There’s mounting evidence that low vitamin D is an effect of bad health, rather than a cause. A symptom, not a driver. Perhaps ill-health was the cause of my low vitamin D status mentioned earlier. There’s also speculation that it’s the UV exposure, rather than the increase in vitamin D that follows from it, that’s important. Maybe sun exposure has beneficial effects other than those mediated by vitamin D. It certainly feels nicer to soak up sunlight than it does to pop a pill of vitamin D. Perhaps the endorphins produced by sunlight have other health benefits.
Finally, our studies showed that there is a problem with current understanding of the production of vitamin D from sunlight. Common wisdom had it that no vitamin D could be produced in the winter at latitudes poleward of about 40°, but our studies contradicted that. They showed that, while it’s difficult to make enough vitamin D in winter, it should still be possible to make some. This in turn showed that our understanding of which wavelengths lead to its production must be incomplete.

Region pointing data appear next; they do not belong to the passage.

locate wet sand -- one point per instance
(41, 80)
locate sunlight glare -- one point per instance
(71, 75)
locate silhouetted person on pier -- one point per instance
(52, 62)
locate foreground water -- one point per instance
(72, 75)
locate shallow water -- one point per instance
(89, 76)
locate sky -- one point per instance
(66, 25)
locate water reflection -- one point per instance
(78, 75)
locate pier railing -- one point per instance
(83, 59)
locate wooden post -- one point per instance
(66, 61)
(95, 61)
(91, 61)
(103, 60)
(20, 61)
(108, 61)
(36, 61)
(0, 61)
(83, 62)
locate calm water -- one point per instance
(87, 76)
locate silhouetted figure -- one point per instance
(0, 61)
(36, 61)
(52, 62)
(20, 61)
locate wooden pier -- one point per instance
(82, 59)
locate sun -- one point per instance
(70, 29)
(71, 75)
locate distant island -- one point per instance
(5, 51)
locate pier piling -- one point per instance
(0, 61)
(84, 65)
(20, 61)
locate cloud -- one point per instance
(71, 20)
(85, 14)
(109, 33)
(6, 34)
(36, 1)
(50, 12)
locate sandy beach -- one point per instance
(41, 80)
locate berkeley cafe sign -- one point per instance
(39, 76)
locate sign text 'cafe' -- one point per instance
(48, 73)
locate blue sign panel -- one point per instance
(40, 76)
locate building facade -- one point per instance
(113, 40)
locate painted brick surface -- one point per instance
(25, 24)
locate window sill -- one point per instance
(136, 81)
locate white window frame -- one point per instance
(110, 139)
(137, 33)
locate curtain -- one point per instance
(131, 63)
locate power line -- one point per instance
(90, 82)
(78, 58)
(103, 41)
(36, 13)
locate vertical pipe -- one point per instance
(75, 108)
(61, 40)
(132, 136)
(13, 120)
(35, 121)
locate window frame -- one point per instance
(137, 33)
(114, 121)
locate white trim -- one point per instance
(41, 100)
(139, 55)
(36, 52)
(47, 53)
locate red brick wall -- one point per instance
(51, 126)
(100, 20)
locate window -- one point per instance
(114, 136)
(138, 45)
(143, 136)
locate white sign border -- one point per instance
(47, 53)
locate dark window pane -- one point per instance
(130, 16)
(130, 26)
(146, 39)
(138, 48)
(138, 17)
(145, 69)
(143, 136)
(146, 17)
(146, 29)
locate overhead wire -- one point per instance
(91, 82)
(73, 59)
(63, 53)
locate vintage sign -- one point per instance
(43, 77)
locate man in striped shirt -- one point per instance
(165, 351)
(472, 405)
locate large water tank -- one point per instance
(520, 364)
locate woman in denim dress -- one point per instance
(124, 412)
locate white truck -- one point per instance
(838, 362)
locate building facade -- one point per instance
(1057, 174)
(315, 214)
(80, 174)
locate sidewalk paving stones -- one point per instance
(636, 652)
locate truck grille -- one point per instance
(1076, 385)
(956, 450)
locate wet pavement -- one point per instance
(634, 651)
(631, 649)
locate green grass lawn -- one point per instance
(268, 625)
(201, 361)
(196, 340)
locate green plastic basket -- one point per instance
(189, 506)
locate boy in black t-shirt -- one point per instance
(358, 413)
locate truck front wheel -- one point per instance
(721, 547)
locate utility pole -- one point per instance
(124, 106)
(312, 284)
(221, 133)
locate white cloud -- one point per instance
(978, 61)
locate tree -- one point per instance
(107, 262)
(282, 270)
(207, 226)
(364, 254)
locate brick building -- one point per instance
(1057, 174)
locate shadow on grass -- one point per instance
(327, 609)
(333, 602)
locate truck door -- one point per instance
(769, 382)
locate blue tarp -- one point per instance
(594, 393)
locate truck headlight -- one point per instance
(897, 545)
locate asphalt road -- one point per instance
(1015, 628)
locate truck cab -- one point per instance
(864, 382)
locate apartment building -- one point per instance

But we had moved outside the area of atmospheric science. There’s ongoing debate involving the health sciences that we’re happy to be part of. It’s not central to the ozone depletion issues but shows that the issue of UV exposure and its effects on health are complex. For example, I recently learned that there are huge reservoirs of nitric oxide (that gas again) bound up in our skin. Exposure of our skin to UV radiation can release the nitric oxide into our bloodstream, which can help dilate our blood vessels, so protecting us against heart disease. It’s contentious, but if that’s true then using broad-band sunscreens may cause more harm than benefit because a lot more die from heart disease than skin cancer.
Too much UV is bad for us and so is too little. For a time NIWA management argued that we shouldn’t be doing this work as it falls outside their remit. But I think they now understand that such a silo mentality is a relic of previous times, and that our cross-disciplinary research with other communities, such as the medical sciences, is the way forward.